У входа улыбающаяся молодая женщина в белом халате. Провожает ее к лифту, заходит сама. Улыбается, но ни слова не говорит, только показывает, куда идти. К двери директорского кабинета проложена ковровая дорожка. На двери табличка с одним-единственным словом: ОРЛАИ. Скромно, но не без претензии, словно это кабинет Гёте или доктора Спока.
В первой комнате — секретарь. Она вежливо, с поклоном поднимается, проводит в следующую. Там уже три молодые дамы бойко стучат на машинках. Здороваются. А вот и собственно кабинет, обставленный современно и скромно. Распахнутая дверь ведет из него во врачебный кабинет, для обследования пациентов, где стены не традиционно белые, а модно зеленые. Секретарша лишь открывает дверь к Орлаи и исчезает. Из-за стола поднимается очень красивая смуглая моложавая женщина, элегантно и одновременно строго одетая.
— Мария!
— Агнеш! Я так обрадовалась, когда Геза сказал, что ты хотела бы у нас работать.
Да нет! Она пришла совсем не потому, что хочет написать в журнал, и нет у нее никаких видов на Институт эндокринологии. Просто хотела повидать Марию и всю ночь не спала из-за воспоминаний: как Мария разрешила ей работать в лаборатории, сопровождать на обходах больных, натаскивала ее перед экзаменом по физике, помогла получить место в больнице Святой Каталины, как достала супу в тот вечер — для умиравшего Иштвана Ача…
Орлаи улыбается, холодновато и с превосходством, и Агнеш сразу вспоминает, что у нее всего пятнадцать минут на визит, так что нет времени на воспоминания и излияния, нужно сразу же сказать, что ей ничего от Марии не нужно, и начать прощаться…
— Выпьешь кофе? — скорее предлагает, чем спрашивает Мария, потому что в тот же миг в кабинете появляется одна из секретарш, на подносе у нее чашечки с черным кофе.
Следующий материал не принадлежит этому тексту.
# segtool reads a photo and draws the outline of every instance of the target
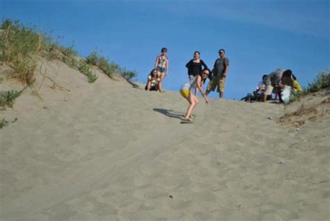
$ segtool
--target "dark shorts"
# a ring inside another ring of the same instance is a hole
[[[157,71],[160,74],[165,74],[166,73],[167,69],[166,67],[157,67]]]

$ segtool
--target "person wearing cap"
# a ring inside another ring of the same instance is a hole
[[[262,81],[266,85],[266,90],[264,92],[262,101],[265,102],[267,96],[272,95],[272,93],[281,93],[281,88],[278,87],[278,84],[281,82],[282,75],[285,71],[285,70],[283,69],[277,69],[274,72],[268,74],[267,76],[262,78]]]
[[[214,91],[217,87],[217,91],[220,98],[223,97],[223,89],[226,82],[226,77],[227,76],[227,72],[229,66],[229,59],[226,58],[226,51],[224,49],[219,50],[219,58],[214,62],[214,65],[212,69],[212,78],[210,81],[207,88],[206,89],[206,95],[208,95],[210,91]]]

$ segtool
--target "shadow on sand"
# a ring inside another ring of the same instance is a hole
[[[166,115],[168,117],[178,118],[180,120],[183,119],[183,115],[184,113],[182,112],[174,111],[173,110],[166,110],[163,108],[153,108],[155,111],[162,113],[164,115]]]
[[[136,89],[139,89],[139,90],[143,90],[143,88],[141,88],[139,85],[138,85],[136,83],[134,83],[133,82],[130,81],[128,81],[127,80],[127,81],[128,82],[128,83],[129,83],[132,87],[133,87],[134,88],[136,88]]]

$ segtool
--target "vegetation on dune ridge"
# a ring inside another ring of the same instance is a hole
[[[308,82],[308,85],[303,88],[301,92],[294,93],[291,101],[299,101],[302,97],[327,88],[330,88],[330,70],[324,69],[319,72],[313,81]]]
[[[17,79],[24,84],[33,83],[37,67],[36,55],[49,60],[61,60],[69,67],[81,72],[87,76],[88,82],[93,83],[97,77],[92,73],[86,64],[97,66],[111,79],[116,74],[127,80],[137,76],[136,71],[128,71],[119,65],[111,62],[96,51],[84,59],[80,59],[72,44],[63,47],[49,35],[38,31],[35,27],[26,27],[19,21],[4,19],[0,26],[0,64],[8,63],[14,69],[10,77]]]
[[[5,110],[6,106],[10,108],[13,107],[15,99],[19,97],[27,87],[28,86],[25,86],[20,91],[13,90],[10,91],[0,91],[0,110]]]
[[[91,53],[86,59],[79,58],[74,44],[69,47],[62,46],[59,44],[61,38],[54,40],[49,34],[38,31],[34,26],[25,26],[18,20],[5,19],[0,25],[0,65],[10,65],[13,71],[8,74],[8,76],[28,86],[35,81],[38,56],[50,60],[63,61],[86,75],[89,83],[97,79],[92,72],[92,65],[98,67],[112,79],[117,74],[127,81],[137,76],[136,71],[120,67],[96,51]],[[0,109],[4,109],[6,106],[12,107],[15,99],[22,91],[0,92]]]

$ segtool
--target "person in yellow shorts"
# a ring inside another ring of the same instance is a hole
[[[203,90],[203,83],[205,83],[205,81],[210,75],[210,72],[208,69],[205,68],[202,71],[202,75],[197,74],[194,79],[192,79],[189,82],[184,83],[180,90],[180,95],[184,97],[188,102],[189,106],[187,109],[187,112],[184,114],[184,120],[185,121],[191,121],[192,119],[190,117],[192,111],[195,107],[198,104],[198,100],[197,97],[191,93],[192,89],[196,89],[196,88],[201,92],[201,94],[205,99],[205,103],[208,104],[209,100],[207,97],[206,93]]]

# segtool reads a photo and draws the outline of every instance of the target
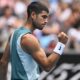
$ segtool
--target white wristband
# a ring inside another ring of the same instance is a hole
[[[65,45],[61,42],[58,42],[53,51],[59,55],[62,55],[64,48],[65,48]]]

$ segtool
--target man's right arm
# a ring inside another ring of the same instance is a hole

— Когда ты вернулась из Индии?
— Больше двух месяцев.
— Интересно. А Кати ничего мне не сказала.
— Какая Кати?
Агнеш удивленно смотрит на нее.
— Как «какая»? Жена Иштвана Ача…
— А-а… Мы с ней уже, наверное, лет десять не виделись.
Но ведь ты, когда умер Иштван Ач… Он же тебе завещал заботиться о ней и о сыне — хотела сказать Агнеш. Но не смогла.
— …и даже не говорили. Да, честно говоря, я не очень-то и стремилась к встрече с ней. Каталина Андраш пошла в другом направлении.
— В каком смысле? Она стала известной, выдающейся журналисткой.
— Уже одно слово «журналистка» исключает эпитет «выдающаяся»! Чем она выдается? Что она создает? Что умеет? Есть у нее, наконец, какая-то специальность? Что такое «журналист»? Человек, который совершенно субъективно, раздраженно, а то и зло кричит в газетенке о ничего не значащих мелочах. Придирчиво, не видя существа дела, подстрекательски. Ищет у других соринки в глазу, а сама хочет, чтобы ее поэтом считали. Судит обо всем со своей кочки, имея кругозор болотного лягушонка! Упала в лужу, где полведра мутной воды, и думает, что это мировой океан. Я один раз пыталась поспорить с ней, когда она позволила себе гадкие выпады против организации нашего здравоохранения. Но потом поняла, что это бессмысленно.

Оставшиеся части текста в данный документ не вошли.